The de facto OpenStreetMap standard, known as Slippy Map Tilenames or XYZ, follows these and adds more:
- An X and Y numbering scheme
- PNG images for tiles
- Images are served through a Web server, with a URL like http://.../Z/X/Y.png, where Z is the zoom level, and X and Y identify the tile.

"One file with all tiles" technology is an alternative with good performance, as demonstrated by PMTiles.

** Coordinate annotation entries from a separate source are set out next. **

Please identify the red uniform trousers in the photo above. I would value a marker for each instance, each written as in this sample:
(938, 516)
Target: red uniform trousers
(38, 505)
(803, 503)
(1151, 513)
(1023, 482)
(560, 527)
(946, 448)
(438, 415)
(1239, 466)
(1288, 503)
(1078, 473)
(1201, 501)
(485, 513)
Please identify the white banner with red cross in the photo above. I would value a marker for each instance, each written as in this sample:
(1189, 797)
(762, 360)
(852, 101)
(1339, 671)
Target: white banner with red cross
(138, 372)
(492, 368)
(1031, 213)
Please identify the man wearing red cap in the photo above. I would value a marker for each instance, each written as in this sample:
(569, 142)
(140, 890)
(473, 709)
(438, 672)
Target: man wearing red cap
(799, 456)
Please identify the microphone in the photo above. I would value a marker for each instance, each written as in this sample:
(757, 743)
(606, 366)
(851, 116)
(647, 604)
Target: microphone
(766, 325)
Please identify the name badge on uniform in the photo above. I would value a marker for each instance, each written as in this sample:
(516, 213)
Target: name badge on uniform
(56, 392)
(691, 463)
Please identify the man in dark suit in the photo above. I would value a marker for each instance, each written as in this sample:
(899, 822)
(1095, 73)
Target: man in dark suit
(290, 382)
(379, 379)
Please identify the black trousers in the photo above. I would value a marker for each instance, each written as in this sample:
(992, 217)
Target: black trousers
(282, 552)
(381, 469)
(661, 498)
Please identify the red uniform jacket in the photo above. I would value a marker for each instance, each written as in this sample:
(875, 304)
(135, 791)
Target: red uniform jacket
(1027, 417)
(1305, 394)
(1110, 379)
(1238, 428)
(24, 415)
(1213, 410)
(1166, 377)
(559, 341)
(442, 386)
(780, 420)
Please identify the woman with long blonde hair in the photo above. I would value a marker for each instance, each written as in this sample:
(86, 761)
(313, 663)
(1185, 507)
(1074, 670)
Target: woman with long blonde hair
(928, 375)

=== Tile numbering schemes ===
There are three main numbering schemes in use:
- Google Maps / OpenStreetMap: (0 to 2^{zoom}-1, 0 to 2^{zoom}-1) for the range (−180, +85.0511) - (+180, −85.0511)
- Tile Map Service: (0 to 2^{zoom}-1, 2^{zoom}-1 to 0) for the range (−180, +85.0511) - (+180, −85.0511). (That is, the same as the previous with the Y value flipped.)
- QuadTrees, used by Microsoft.

== Standards ==
Several standards exist:
- Tile Map Service: an early standard supported by OpenLayers. One difference is the y axis is positive northwards in TMS, and southwards in OpenStreetMap.
- Web Map Tile Service: a more recent Open Geospatial Consortium (OGC) standard.
- The de facto XYZ standard referred to above.
- TileJSON: a lightweight JSON description of all the parameters associated with a web map, created by Mapbox.
- Bing Maps Tile System, using Quadkeys for addressing.

== Client libraries ==
To display a tiled map in a browser usually requires the support of a web mapping framework. This framework handles the retrieval of tiles, display, caching, and user navigation. Popular frameworks for tiled maps include Google Maps API, OpenLayers and Leaflet.